None of which elevated the human’s appointment to the importance of Glithwah’s work.
I’m tired of waiting.
The second message might have said that. Or not. Glithwah dismissed it, too, unread, concentrating on the latest spate of industrial accidents. More than she could explain—other than by attribution to United Planets saboteurs. And, perhaps related: the pattern of attempts to penetrate the colony’s secure networks. (Or, the experts told her, at least two patterns. One grouping of failed intrusions, almost certainly, was by their jailers. Other would-be intruders would be her rivals within the clan.)
And if a surge in accidents had not occupied her thoughts, other important matters would. The productivity of mines, factories, and farms. Demographic data. Staffing trends and labor shortages. Graduation rates and skills deficits. Macroeconomic statistics. Current events on Ariel and across this solar system …
The details seemed endless, and yet the torrent of data somehow kept managing to grow. It was too much to wrap her brain around. Even offloading much of the task to her implant. Even netting to trusted allies. Even delegating simulations and analyses to trusted AIs.
But maybe with an AI in her brain? Not netted and bandwidth-limited. Physically embedded, thoroughly integrated. Though they remained a tiny minority, more and more humans were doing that.
The Augmented, the changelings called themselves. Two minds, one never sleeping, in one body. A temptation, every now and again, just for a moment ….
And if the notion weren’t disgusting? It wouldn’t have mattered.
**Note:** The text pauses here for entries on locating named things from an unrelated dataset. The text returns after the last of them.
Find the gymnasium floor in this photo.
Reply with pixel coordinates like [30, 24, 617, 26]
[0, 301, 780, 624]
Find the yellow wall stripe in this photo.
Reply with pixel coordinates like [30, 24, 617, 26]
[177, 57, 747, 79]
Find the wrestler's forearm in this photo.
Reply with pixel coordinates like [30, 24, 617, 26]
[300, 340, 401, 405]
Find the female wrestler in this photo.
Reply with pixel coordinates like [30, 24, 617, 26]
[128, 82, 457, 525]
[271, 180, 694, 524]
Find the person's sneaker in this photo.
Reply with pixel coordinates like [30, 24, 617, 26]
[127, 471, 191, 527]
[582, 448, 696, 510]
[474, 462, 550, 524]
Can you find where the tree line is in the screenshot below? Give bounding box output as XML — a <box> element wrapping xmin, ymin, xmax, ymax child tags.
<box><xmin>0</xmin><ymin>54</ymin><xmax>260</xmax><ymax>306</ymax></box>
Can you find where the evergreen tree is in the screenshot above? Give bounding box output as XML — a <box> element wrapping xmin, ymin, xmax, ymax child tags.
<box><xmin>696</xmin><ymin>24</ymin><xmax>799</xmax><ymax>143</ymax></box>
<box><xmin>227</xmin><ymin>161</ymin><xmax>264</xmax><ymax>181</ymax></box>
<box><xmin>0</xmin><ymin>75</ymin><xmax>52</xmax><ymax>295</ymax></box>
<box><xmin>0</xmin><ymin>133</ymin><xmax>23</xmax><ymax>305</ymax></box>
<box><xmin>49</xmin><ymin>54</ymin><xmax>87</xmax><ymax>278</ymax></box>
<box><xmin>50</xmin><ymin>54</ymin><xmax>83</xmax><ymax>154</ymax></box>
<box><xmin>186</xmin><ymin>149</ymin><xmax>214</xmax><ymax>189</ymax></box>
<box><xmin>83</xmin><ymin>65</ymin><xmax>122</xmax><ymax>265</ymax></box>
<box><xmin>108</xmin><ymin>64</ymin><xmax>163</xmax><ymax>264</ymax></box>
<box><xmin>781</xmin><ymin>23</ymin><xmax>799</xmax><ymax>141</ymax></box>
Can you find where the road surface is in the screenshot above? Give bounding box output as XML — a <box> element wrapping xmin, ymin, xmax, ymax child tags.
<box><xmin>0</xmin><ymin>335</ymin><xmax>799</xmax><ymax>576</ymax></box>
Glithwah’s United Planets overlords would never allow the clan access to such advanced technology.
And so, summary graphs, tables, and animations covered her office walls. As for her aspirations for the clan and her progress toward achieving them, the walls gave no hints.
At a hesitant knock, Glithwah glanced at the door. “What?” she snapped.
Cluth Monar entered. The aide said, “Foremost, that woman in readiness for her interview.”
Mind to mind, that woman would have been fine. Too kind, in fact: Corinne Elman merited no courtesy. Aloud, however, the phrase lacked discipline.
No matter that humans could not reproduce any Hunter language. (Absent the gene tweaks to grow an extra pair of vocal cords. A handful of diplomats had had the procedure done.) Plenty of humans understood clan-speak. Elman had never demonstrated that aptitude, but Glithwah had her suspicions. And if the woman didn’t understand? Doubtless she had a translator AI netted in.
As Glithwah would link in Loshtof to interpret and analyze the journalist’s every word and gesture. Her AI was but a netted command away.
(No matter that Glithwah had long ago trained herself to think in all major human languages, and even to intuit their often absurd units of measure. “Know your enemy” was clan protocol long before Sun Tzu scribbled The Art of War.)
“Respect for my guest,” she growled at Monar.
Because she would not have that woman stirring up the human public over needless slights. A bit of waiting, though, to put the human in her place? To remind who was Foremost of the clan and who a mere gossipmonger? That was appropriate. Perhaps even expected.
In English this time, her voice pitched to carry to the anteroom, Glithwah ordered, “In five minutes, show in Ms. Elman.”
With his head bowed and shoulders hunched, Cluth Monar turned to scamper away.